Tezza já havia feito uma espécie de defesa prática desse ponto de vista com o romance “O filho eterno” (2007), que pela superação triunfante do dilema “literatura séria” x “literatura comercial” está entre os grandes livros deste século no Brasil. Agora vem a teoria.
Eu havia determinado uma corrente “séria” da minha literatura e do meu projeto de escritor, à qual pertenciam meus romances gorados. O primeiro fracasso, antes mesmo de considerar a visão de mundo e a orientação ideológica de meus textos, era evidentemente técnico. O que se chama difusamente de “realismo”, às vezes com a ligeireza de quem se refere irônico a velheiras descartáveis, tem uma exigência técnica refinada, que filia cada frase que se escreve a uma tradição poderosa, da qual quem quer que se meta a escrever, queira ou não, é caudatário. Fazer um personagem se levantar da poltrona, dar cinco passos inseguros através de uma sala na penumbra, e, com medo, abrir uma porta, não é jamais um trabalho simples. Qualquer candidato a escritor de língua inglesa sabe disso. Antes mesmo de escrever a primeira palavra, o bom narrador de herança realista sabe onde “colocar a câmera”, por assim dizer; sabe estabelecer o olhar que redesenha o mundo para partilhar uma experiência necessariamente ambígua no quadro de uma hipótese literária.

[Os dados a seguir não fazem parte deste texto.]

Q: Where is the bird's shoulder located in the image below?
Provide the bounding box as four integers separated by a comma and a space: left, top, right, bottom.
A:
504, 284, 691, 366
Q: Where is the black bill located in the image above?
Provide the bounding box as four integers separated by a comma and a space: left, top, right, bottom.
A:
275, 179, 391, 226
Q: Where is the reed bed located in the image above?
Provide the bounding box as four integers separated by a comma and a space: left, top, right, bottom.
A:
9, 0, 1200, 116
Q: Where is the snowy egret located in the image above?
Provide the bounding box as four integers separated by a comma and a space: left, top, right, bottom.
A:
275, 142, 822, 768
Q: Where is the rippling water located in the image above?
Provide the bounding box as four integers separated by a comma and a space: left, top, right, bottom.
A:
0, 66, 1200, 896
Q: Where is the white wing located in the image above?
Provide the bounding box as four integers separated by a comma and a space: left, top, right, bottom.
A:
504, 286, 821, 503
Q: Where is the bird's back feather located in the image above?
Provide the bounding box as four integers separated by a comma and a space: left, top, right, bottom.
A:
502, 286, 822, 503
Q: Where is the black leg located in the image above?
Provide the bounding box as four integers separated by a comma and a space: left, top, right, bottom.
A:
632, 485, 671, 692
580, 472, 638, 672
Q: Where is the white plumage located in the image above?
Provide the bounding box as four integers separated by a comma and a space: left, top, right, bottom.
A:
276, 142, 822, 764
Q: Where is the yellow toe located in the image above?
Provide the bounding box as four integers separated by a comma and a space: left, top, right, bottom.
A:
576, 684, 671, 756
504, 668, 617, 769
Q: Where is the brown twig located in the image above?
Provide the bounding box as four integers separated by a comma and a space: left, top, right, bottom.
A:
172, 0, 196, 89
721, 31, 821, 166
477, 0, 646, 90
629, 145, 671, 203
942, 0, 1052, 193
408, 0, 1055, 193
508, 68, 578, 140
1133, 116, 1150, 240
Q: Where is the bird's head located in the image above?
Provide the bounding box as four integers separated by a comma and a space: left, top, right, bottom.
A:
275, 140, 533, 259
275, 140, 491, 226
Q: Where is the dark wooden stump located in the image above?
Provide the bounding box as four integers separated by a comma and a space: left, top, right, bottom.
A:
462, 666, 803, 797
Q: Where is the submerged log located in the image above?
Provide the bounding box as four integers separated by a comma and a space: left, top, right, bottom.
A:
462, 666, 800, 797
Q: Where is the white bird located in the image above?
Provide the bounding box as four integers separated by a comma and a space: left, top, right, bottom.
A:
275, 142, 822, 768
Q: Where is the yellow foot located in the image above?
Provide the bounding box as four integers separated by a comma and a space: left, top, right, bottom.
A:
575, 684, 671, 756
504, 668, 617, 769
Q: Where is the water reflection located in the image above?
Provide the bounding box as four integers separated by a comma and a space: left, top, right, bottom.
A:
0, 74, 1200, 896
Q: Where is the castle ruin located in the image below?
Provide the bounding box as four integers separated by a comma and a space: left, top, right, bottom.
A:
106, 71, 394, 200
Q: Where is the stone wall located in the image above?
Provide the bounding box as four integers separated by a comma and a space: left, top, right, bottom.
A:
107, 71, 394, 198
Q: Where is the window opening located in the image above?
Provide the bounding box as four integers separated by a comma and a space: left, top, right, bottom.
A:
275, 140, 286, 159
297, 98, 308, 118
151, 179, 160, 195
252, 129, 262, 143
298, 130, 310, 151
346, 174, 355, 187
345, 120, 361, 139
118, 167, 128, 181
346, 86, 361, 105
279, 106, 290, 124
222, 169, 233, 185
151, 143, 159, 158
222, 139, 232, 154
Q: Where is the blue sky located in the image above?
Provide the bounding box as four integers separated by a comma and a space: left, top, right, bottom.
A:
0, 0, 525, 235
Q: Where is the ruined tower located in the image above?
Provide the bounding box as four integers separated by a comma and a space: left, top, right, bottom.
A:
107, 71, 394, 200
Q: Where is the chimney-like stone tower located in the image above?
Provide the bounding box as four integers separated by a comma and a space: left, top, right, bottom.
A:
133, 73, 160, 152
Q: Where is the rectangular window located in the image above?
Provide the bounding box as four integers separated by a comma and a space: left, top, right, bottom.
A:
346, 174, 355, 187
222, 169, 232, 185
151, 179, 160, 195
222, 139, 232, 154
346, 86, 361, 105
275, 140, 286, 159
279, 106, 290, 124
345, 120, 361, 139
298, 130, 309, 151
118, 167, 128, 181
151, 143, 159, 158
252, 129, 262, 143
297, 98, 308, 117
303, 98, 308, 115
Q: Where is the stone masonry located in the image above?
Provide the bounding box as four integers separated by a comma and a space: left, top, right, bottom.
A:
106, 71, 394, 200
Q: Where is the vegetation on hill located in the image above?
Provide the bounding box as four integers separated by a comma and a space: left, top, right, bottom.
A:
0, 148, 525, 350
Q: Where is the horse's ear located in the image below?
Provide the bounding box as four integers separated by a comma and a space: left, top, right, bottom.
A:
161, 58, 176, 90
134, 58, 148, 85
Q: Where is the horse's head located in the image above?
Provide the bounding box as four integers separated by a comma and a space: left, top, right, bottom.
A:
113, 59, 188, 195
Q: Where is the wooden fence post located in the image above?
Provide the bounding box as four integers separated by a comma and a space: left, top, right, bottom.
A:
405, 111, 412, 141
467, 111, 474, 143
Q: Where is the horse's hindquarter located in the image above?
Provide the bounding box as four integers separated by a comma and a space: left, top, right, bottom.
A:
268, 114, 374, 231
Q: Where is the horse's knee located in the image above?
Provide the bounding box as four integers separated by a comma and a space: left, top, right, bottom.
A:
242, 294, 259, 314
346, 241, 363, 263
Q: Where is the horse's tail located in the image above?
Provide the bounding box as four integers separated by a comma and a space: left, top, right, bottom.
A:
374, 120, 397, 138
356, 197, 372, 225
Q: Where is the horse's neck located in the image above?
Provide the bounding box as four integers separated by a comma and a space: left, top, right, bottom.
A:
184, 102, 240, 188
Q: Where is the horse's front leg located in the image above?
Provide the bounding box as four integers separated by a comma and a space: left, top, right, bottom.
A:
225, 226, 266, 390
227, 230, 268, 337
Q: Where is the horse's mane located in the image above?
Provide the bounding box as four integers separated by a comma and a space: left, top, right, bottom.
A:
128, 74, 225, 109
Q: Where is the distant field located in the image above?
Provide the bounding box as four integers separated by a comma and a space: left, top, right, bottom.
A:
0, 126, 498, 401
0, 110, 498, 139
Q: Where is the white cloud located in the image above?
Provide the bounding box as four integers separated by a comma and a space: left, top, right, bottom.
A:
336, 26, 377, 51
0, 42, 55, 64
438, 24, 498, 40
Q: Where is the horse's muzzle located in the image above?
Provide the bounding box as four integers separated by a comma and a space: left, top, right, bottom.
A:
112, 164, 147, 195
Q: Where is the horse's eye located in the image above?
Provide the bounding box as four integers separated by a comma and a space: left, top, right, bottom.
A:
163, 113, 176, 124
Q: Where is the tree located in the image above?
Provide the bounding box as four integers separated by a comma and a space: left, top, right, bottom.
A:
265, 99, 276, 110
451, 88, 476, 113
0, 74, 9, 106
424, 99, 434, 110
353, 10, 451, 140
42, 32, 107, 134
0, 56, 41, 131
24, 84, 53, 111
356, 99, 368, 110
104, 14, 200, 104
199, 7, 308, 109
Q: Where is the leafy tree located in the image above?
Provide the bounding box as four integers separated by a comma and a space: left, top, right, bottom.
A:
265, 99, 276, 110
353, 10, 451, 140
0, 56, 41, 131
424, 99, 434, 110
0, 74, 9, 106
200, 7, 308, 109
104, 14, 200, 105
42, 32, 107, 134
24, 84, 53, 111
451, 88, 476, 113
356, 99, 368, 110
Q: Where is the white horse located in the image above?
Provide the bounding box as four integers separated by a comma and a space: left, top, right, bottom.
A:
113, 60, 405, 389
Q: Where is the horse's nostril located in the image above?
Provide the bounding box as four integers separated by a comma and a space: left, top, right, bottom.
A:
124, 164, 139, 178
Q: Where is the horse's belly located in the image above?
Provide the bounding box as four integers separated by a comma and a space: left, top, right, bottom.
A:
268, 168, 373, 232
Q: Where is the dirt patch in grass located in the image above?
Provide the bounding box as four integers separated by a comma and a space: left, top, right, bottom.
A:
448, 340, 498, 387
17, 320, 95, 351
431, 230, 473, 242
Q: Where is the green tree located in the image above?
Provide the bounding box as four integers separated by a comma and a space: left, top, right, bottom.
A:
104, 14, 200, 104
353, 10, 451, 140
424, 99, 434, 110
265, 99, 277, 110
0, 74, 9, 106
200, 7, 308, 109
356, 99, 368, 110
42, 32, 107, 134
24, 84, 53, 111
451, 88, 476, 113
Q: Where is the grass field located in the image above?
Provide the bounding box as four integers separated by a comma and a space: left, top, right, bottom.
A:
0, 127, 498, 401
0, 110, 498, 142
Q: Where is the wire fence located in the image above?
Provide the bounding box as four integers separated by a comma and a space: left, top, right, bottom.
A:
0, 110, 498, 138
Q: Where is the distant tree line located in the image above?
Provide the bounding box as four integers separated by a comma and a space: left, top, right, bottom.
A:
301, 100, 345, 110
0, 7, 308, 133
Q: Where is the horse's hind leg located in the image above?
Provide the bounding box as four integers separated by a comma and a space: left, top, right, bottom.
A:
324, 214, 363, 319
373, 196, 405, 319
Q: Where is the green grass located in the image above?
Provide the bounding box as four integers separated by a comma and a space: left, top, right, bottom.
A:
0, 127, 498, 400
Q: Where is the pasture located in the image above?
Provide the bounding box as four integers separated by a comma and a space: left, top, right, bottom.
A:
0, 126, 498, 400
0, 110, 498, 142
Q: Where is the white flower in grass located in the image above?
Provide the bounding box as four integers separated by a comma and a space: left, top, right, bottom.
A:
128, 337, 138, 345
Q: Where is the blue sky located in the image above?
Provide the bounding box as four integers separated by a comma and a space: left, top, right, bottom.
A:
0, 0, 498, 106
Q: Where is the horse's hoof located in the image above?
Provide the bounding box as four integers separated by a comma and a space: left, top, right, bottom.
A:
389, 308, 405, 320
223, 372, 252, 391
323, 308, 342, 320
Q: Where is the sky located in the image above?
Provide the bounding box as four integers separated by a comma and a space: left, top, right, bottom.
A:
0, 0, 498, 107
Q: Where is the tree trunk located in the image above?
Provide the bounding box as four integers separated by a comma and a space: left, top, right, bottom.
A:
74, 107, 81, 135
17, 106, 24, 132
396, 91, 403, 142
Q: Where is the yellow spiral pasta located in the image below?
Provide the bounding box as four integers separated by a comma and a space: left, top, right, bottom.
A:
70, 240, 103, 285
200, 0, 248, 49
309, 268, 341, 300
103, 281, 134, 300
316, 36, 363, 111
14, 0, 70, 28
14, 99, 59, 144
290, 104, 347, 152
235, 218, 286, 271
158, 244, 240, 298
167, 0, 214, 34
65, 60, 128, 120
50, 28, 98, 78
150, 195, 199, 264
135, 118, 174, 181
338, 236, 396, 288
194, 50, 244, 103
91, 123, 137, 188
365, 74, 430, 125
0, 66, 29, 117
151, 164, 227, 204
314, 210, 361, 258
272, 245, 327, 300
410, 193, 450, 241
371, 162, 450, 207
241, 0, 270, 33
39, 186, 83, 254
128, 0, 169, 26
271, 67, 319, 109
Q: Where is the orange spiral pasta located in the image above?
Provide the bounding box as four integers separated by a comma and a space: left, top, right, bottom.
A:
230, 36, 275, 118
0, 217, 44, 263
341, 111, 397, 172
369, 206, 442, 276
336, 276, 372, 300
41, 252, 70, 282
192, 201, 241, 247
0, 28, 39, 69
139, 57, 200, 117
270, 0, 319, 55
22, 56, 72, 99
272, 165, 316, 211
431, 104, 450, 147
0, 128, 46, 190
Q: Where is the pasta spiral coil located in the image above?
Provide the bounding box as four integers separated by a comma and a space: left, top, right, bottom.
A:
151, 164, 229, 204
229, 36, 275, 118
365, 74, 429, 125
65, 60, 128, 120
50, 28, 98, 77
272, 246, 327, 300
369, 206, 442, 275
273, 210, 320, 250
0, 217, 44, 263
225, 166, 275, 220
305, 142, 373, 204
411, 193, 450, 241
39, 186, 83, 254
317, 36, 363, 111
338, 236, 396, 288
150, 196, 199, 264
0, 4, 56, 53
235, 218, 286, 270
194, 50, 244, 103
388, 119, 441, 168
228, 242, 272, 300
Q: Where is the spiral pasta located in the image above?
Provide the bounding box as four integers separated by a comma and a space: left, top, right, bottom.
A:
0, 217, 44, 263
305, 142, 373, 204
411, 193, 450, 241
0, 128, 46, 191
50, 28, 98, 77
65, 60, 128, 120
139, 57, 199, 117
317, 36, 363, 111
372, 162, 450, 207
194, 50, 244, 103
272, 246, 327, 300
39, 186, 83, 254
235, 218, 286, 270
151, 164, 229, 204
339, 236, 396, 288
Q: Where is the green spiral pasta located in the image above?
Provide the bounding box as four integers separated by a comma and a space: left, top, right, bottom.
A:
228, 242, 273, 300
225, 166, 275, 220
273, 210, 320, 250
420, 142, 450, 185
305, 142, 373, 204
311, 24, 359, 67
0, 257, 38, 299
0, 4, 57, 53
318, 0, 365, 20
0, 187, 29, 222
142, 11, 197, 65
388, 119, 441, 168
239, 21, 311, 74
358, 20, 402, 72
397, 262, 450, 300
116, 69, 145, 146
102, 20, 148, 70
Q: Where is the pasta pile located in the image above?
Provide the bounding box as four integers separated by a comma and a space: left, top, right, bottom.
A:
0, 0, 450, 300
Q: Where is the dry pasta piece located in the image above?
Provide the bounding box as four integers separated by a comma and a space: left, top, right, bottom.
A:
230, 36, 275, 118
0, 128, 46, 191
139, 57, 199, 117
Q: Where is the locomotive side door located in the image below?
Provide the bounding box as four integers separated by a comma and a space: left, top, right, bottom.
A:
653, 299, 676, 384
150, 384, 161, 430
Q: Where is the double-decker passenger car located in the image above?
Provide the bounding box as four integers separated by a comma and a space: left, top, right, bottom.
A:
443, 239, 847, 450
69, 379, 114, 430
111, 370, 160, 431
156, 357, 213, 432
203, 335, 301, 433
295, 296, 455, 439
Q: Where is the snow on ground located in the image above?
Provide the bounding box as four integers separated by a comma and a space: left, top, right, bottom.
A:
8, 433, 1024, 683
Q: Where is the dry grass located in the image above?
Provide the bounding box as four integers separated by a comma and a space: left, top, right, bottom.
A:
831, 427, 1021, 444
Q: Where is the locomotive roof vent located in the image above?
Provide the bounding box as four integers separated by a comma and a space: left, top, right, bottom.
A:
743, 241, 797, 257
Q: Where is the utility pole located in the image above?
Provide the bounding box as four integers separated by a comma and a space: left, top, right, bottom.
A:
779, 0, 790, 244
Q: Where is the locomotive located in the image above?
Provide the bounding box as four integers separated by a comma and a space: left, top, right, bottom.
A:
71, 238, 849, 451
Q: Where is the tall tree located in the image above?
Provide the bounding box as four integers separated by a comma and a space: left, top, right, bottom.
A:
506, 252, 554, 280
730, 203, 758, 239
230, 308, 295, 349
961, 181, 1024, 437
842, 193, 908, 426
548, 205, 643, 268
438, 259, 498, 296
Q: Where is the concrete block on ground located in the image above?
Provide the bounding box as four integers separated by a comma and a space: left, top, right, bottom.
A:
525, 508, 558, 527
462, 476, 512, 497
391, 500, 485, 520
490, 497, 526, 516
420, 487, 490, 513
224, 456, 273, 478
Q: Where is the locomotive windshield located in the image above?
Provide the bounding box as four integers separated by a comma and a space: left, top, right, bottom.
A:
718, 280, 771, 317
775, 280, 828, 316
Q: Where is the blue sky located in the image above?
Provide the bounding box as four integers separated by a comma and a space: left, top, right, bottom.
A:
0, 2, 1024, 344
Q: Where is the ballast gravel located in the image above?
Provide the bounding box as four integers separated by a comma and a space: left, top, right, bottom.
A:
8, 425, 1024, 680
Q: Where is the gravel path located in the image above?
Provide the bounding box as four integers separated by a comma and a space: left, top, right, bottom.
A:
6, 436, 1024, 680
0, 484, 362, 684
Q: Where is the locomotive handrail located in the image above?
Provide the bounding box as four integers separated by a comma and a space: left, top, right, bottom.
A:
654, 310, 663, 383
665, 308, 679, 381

Mas, por um desses mistérios da história, criou-se por aqui, nos estamentos intelectuais de prestígio, especificamente no Brasil, como uma sombra residual do clássico escapismo português, uma enraizada aversão à narrativa de raiz anglo-saxônica; uma aversão, aliás, que viceja curiosamente entre os escritores e críticos, mas não entre os leitores, aliás muitas vezes os mesmos juízes antirrealistas, que consomem de Jane Austen a J.M. Coetzee, de Philip Roth a Ian McEwan, com o imenso pacote histórico-realista que vem junto, em abundância e invejável deleite. Nem o fato de Machado ter bebido profundamente dessa tradição inglesa, para dela extrair e amadurecer o peso de sua visão de mundo, resultou em alguma consequência. (Tudo que lembramos é Laurence Sterne, como se Machado, ao lê-lo, estalasse os dedos, gritasse “heureca!” e se transformasse imediatamente em outro escritor.) A nossa corrente “poética”, por assim dizer, foi sempre muito mais forte, desde que a obra de José de Alencar fundou a narrativa brasileira, dando-lhe a sua pauta ideológica e seu repertório estético. Na literatura, somos muito mais o país das Iracemas que o país das Capitus.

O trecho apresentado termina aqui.